During the testimony, Manafort did not stare Gates down as he did Monday.
"I'm here to tell the truth and take responsibility for my actions", Gates said in response to a question from Downing about his trustworthiness.
On re-direct from the prosecution, Magionos agreed that two of Manafort's signatures on the same foreign bank document appeared different - implying that he didn't always sign his name the same way.
Gates, under questioning by prosecutor Greg Andres, admitted that he padded his expense accounts with phony charges without Manafort's knowledge, siphoning "several hundred thousand" dollars from the secret accounts.
Defense lawyers wrapped up their questioning of Gates Wednesday following a bruising cross-examination that focused on Gates's own crimes, an extramarital affair and a guilty plea with special counsel Robert Mueller's office that may spare him severe punishment.
Before the final bang - or was it a whimper? - prosecutors had their own opportunity Wednesday morning to revisit with Gates exactly what he had done by way of financial crimes, and the steep, lifelong outcome of prison time he could face if he told the jury inaccuracies about Manafort.

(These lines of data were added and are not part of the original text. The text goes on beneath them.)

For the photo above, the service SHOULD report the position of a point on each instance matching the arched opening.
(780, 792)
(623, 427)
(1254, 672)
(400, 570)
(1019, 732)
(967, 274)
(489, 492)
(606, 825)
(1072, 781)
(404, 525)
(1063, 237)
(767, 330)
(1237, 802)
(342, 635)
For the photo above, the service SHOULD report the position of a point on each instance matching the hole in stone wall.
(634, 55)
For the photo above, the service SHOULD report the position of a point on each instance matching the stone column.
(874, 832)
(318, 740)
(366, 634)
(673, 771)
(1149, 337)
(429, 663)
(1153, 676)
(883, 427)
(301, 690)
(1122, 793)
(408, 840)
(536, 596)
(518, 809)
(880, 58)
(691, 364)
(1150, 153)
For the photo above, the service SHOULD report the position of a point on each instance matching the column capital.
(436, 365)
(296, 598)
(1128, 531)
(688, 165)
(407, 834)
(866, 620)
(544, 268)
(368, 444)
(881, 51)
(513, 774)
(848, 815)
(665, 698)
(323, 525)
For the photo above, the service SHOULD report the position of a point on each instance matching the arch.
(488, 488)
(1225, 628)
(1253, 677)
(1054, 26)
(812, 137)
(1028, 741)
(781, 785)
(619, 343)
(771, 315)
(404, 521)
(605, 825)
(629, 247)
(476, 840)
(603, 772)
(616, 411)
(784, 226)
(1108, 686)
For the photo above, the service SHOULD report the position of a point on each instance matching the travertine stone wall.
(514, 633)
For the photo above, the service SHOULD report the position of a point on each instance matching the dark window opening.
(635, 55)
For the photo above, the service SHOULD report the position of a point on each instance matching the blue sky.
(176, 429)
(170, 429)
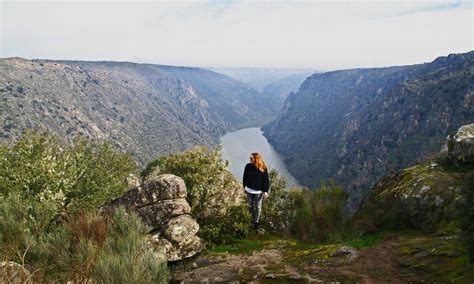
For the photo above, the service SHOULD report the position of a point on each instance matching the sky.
(322, 35)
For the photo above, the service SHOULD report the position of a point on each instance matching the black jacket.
(255, 179)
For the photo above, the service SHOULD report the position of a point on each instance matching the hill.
(357, 125)
(142, 108)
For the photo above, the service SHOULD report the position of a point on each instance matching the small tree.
(205, 175)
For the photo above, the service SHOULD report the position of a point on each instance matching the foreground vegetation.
(49, 193)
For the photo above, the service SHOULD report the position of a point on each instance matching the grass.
(245, 246)
(365, 241)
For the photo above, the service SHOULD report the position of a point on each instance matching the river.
(238, 145)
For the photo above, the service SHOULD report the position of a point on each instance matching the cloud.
(313, 34)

Gates, who worked as Manafort's right-hand man for a decade, served as deputy chairman of the Trump campaign.
Gates, Manafort's longtime right-hand man, pleaded guilty in February to one count of conspiracy against the United States and one count of lying to an Federal Bureau of Investigation agent in exchange for testifying against his former boss.
After Downing asked Gates Wednesday whether he had multiple affairs, Judge T.S. Ellis had a private conversation, out of earshot of the jury.
Manafort's accountant was asked about a purported $10 million loan from Russian oligarch Oleg Deripaska.
But that changed Tuesday during a full day of testimony by Rick Gates, the prosecution's star witness and another former member of the campaign. He was so desperate, prosecutors say, that he allegedly falsified loan application documents to keep himself afloat. Referring to Manafort's pretrial confinement, Trump asked whether Manafort was being treated worse than Al Capone.
Mr Gates testified he and Mr Manafort knew they were committing crimes for years, saying they had stashed money in foreign bank accounts and falsified bank loan documents.
Another email from February 2016 had Manafort conversing with Gates about a loan forgiveness letter that both Gates and an accountant have testified was fraudulent. The email exchange occurred after Manafort left the Trump campaign but while Gates was active on the Trump inauguration committee.
"It's possible", Gates, who was a Trump campaign aide, replied.